International bonds are growing increasingly in favour among advisers - and this trend is only set to continue over the next five years, new research shows.

A survey of advice professionals in the UK, conducted by Canada Life in partnership with the lang cat, found that for firms already using international bonds, 71% said they expect to be using them more in five years’ time.

Meanwhile, of advisers who said they don't currently recommend international bonds, most (77%) believed this will change over the next few years.

Two thirds (66%) of advisers who recommend international bonds to clients said they do so more often now than five years ago, while just 1% said they are recommending the product less.

Additionally, 69% of advisers said they expect an increase in the volume of trusts used alongside an international bond in the next five years.
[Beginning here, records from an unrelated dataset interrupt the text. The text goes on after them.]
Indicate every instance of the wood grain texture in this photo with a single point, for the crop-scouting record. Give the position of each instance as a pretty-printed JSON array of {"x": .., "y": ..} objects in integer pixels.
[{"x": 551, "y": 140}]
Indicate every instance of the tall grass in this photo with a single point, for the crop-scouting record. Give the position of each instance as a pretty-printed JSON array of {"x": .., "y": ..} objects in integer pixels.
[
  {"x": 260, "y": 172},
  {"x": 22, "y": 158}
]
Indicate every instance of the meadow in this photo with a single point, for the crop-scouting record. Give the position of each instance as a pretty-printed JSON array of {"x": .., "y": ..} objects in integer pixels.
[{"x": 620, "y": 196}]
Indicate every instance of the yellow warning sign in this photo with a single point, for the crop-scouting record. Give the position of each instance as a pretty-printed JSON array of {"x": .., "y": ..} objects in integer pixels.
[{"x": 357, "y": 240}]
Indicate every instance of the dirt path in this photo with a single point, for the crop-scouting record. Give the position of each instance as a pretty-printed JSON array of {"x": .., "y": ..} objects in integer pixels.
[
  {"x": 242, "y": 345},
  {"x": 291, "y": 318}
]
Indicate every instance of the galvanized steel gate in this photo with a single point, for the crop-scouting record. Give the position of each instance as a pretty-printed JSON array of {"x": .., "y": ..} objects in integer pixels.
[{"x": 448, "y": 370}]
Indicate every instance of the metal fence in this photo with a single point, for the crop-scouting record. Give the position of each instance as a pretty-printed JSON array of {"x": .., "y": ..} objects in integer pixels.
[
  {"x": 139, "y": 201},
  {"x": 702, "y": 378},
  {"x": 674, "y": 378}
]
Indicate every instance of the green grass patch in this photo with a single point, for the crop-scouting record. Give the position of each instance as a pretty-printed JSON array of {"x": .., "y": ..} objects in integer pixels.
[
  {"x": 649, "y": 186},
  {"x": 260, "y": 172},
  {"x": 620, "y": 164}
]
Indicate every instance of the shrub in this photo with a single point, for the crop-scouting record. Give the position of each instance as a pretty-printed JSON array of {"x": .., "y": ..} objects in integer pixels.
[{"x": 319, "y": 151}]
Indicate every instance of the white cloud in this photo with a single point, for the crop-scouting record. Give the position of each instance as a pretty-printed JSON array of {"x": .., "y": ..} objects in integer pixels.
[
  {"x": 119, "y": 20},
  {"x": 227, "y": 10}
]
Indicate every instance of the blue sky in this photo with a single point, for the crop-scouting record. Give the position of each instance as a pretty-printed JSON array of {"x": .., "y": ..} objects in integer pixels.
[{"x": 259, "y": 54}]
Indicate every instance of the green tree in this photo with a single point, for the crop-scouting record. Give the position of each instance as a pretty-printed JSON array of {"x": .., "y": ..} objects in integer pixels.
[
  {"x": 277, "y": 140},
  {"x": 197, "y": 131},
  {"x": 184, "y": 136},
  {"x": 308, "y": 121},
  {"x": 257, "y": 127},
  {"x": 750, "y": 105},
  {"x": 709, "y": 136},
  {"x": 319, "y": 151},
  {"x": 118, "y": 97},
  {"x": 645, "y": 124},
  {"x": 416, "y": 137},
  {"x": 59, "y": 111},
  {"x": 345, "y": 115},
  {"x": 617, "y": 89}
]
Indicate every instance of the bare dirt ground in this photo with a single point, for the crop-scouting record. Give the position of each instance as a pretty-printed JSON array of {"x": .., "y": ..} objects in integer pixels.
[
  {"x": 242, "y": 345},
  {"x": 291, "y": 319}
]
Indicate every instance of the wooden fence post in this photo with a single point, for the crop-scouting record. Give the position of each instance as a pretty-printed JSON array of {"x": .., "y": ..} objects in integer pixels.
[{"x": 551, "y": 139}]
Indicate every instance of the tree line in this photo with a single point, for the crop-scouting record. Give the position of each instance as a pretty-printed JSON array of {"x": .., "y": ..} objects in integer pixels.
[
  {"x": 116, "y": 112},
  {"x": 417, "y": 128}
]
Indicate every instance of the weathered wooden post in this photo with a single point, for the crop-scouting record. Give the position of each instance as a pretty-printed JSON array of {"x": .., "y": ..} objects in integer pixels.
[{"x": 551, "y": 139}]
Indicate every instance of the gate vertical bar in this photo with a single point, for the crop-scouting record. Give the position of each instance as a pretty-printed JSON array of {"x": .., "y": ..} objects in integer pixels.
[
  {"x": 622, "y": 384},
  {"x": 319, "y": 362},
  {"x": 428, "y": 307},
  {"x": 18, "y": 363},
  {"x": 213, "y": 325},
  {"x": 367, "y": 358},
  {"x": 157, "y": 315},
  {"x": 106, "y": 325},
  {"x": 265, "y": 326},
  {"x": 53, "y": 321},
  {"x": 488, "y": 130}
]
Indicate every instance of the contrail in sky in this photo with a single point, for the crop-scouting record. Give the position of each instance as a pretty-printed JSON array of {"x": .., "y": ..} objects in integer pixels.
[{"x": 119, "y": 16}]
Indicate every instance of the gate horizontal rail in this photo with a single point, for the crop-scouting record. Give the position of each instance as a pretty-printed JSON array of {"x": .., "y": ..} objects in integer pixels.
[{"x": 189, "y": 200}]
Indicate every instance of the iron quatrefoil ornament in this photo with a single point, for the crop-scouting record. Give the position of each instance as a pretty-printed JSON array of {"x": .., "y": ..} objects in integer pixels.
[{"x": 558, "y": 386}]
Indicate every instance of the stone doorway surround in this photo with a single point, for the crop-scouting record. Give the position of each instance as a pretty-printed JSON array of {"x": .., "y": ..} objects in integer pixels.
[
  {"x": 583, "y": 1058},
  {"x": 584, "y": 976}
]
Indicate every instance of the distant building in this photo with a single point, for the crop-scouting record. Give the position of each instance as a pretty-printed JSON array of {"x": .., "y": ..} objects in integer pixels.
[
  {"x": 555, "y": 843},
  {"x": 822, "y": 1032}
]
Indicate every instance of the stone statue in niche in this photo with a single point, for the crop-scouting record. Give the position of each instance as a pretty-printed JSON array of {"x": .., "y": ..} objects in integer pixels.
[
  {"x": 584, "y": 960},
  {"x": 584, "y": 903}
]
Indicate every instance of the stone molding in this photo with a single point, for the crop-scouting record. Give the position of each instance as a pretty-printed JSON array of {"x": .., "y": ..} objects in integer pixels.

Addressing the reasons why they choose international bonds for clients over alternatives, "inheritance tax planning" was the most popular reason, cited by 80% of advisers, while "gifting in the most efficient way" was selected by 54% of respondents.

Sean Christian, chief executive, Canada Life International, said the research shows the international bond market is "gaining real momentum" as advisers look to solutions that can flex with changing client needs.

"International bonds are a regulated and widely recognised solution that comprise a wide range of investments and valuable estate planning opportunities. A shifting tax landscape, with changes to capital gains tax allowances and inheritance tax, means advisers are seeing clear demand for this type of solution," he said.

"With further tax changes speculated at the upcoming Autumn Budget, products like international bonds are likely to come into sharper focus as advisers look to solutions that enable clients to pass on wealth efficiently to their loved ones."